In rural Texas, along the blue highways I often drive, wheat fields stretch beyond view, green waves of grain swaying in Texas’ sometimes gentle breezes. Thousands of stocker cattle speck much of the green pastureland. Spots of silver or blue indicate stock tanks and farm ponds, filled with water this spring instead of dust as they were a year ago.

Folks interested in the message of Earth Day also would do well to talk to the folks I’ve visited lately, farmers with cover crops protecting fragile soil from sometimes savage spring windstorms.

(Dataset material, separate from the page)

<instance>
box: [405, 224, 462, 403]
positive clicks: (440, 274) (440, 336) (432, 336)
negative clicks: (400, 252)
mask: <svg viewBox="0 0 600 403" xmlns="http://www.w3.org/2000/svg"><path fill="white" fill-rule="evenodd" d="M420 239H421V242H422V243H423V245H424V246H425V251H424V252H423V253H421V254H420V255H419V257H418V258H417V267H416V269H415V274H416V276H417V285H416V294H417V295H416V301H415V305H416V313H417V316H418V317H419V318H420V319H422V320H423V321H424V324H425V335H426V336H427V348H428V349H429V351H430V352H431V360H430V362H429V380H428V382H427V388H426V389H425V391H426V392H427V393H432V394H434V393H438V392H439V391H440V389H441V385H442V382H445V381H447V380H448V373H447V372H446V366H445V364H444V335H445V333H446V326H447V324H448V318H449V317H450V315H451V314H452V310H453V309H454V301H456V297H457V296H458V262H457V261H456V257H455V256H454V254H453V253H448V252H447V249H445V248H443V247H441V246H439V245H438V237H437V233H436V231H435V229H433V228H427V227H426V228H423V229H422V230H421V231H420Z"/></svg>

They talk about their diminishing water supplies and the efforts they are making to conserve as much as possible. They discuss how technology has allowed them to decrease pesticide use significantly over the past decade and they point with pride to the improvements they’ve made in resource stewardship.

I spent part of a day observing a ground-breaking for a new ethanol plant in the High Plains. Inclement (tornado warnings) weather forced festivities inside and piles of corn made a good substitute for soil for the ceremonial shovels. Renewable fuels are playing increasingly important roles in saving the planet. Farmers have a big stake in the process.

Unfortunately, farm families get too little credit for what they do for the environment and too much blame for things they aren’t guilty of. We’ll hear a lot of praise for companies that are reducing pollutants, manufacturers that produce “earth friendly” products, items made from renewable resources and recycled plastics, paper and other objects from our throw-away society. And we applaud their efforts.

But the real environmentalists are the families providing the necessities we take for granted—food for our tables, fabric for our closets. If Hallmark makes Earth Day cards, every farmer in America ought to get one.